Besorgt war die Wirtschaft schon länger. Seit dieser Woche und den Enthüllungen der Paradise Papers greift auf den Teppichetagen der Schweizer Unternehmen aber die Angst um sich – die Angst vor der Konzernverantwortungsinitiative. Das 2015 von NGOs und Gewerkschaften lancierte Volksbegehren will Schweizer Firmen verpflichten, die Menschenrechte und den Umweltschutz über die ganze Wertschöpfungskette im In- und Ausland einzuhalten. Strengen sich die Unternehmen nicht genügend an, drohen Klagen und harte Strafen.
Vor dem Hintergrund der Paradise Papers und den Resultaten einer aktuellen Meinungsumfrage ist offensichtlich, dass der Wirtschaft ein delikater Abstimmungskampf bevorsteht. Die Initiative könnte zum Plebiszit über Glencore und Co. werden. Sprich, zum Volksentscheid über einige Rohstoffmultis, die in Entwicklungsländern in problematische Geschäfte verstrickt sind und ihre Verantwortung gegenüber Menschen und Umwelt nicht genügend wahrnehmen. Betroffen von einem Ja wäre aber die gesamte Wirtschaft.
Martullo-Verband macht Druck
Mit der Nervosität steigt auch der Druck auf die Politik, einen Gegenvorschlag zur Initiative auszuarbeiten. Economiesuisse spricht sich zwar dagegen aus. Man lehne eine weitere Verrechtlichung ab, weil juristische Auseinandersetzungen der falsche Weg seien, um nachhaltige Fortschritte im Schutz von Mensch und Umwelt zu erreichen, heisst es beim Wirtschaftsdachverband. Doch die Wirtschaft ist gespalten. Erst letzte Woche empfahl der Chemie- und Pharmaverband Scienceindustries, dem unter anderem Nestlé, Novartis und die Ems-Gruppe von SVP-Nationalrätin Magdalena Martullo-Blocher angehören, dass sich «die Politik einen Gegenvorschlag überlegen soll». Dieser müsse weniger technisch sein. Zudem gelte es, Klagemöglichkeiten für Geschädigte in der Schweiz zu vermeiden.

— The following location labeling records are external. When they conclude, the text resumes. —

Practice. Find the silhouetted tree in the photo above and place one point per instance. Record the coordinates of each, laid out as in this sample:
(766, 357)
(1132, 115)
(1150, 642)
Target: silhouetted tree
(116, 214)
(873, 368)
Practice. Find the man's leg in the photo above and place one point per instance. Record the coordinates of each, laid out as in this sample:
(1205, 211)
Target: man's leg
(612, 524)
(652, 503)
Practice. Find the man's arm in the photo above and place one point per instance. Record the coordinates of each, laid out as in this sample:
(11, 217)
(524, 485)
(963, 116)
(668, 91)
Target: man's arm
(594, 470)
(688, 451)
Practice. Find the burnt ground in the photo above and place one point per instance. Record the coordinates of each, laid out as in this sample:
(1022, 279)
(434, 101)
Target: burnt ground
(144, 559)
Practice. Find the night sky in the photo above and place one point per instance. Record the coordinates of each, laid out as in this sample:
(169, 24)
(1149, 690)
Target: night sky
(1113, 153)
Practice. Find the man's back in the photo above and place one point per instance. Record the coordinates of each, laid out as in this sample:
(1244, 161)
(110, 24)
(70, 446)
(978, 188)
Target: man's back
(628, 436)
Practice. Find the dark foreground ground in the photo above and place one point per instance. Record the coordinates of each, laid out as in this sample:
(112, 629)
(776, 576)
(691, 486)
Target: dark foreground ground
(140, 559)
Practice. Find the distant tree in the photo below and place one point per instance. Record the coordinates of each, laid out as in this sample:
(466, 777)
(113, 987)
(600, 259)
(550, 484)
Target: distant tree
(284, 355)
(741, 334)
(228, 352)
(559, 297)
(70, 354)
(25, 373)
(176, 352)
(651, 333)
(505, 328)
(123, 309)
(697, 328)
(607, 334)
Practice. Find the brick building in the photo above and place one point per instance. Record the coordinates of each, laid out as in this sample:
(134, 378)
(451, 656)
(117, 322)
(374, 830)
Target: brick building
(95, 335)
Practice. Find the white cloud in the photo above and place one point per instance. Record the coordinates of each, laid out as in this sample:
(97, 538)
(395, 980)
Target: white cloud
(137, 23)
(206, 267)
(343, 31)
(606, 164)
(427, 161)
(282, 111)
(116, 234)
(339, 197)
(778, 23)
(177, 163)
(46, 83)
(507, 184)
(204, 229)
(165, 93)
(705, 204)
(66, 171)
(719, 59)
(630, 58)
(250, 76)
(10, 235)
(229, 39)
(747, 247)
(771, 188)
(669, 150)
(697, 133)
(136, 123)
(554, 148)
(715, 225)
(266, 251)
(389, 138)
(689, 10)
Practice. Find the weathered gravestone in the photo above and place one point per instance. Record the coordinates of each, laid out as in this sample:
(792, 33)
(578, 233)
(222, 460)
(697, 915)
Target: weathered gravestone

Just in diese Richtung geht ein Entwurf, der in Bern kursiert und der Redaktion Tamedia vorliegt. Er will die Wirtschaft stärker in die Pflicht nehmen, Sorgfaltsprüfungen für die gesamte Wertschöpfungskette durchzuführen und darüber Bericht zu erstatten. Der indirekte Gegenvorschlag kommt der Wirtschaft aber in drei wichtigen Punkten entgegen:
Erstens sollen kleinere KMU und Firmen ohne Auslandtätigkeit von der Sorgfaltsprüfungspflicht befreit werden. Darüber hinaus könnte der Bundesrat sogenannte Risikobranchen (zum Beispiel den Rohstoffhandel) definieren, in welchen die Pflicht auch unabhängig von der Grösse des Unternehmens gilt.
Fehlbare Unternehmen weniger hart bestrafen
Zweitens soll die Offenlegungspflicht der Unternehmen eingeschränkt werden. Damit greift der Gegenvorschlag die in der Wirtschaft verbreitete Befürchtung auf, dass sie künftig genötigt wären, Unternehmensgeheimnisse der Öffentlichkeit preiszugeben. Gemäss dem skizzierten Gegenvorschlag soll nur der unbedenkliche Teil des Sorgfaltspflicht-Reportings öffentlich zugänglich gemacht werden. Weitergehende Informationen könnten einem neuen bundesnahen Gremium vorgelegt werden, welches prüft, ob die Firmen sich ausreichend für den Schutz von Mensch und Umwelt engagieren.
Drittens schlägt der Entwurf vor, fehlbare Unternehmen weniger hart zu bestrafen. Firmen, die ihrer Sorgfaltsprüfungspflicht trotz Ermahnung nicht nachkommen, sollen öffentlich genannt werden. Auch die Haftung bei Schäden soll gegenüber der Initiative gelockert werden. Unternehmen sollen etwa nicht für Schäden büssen müssen, die durch Zulieferer verursacht wurden.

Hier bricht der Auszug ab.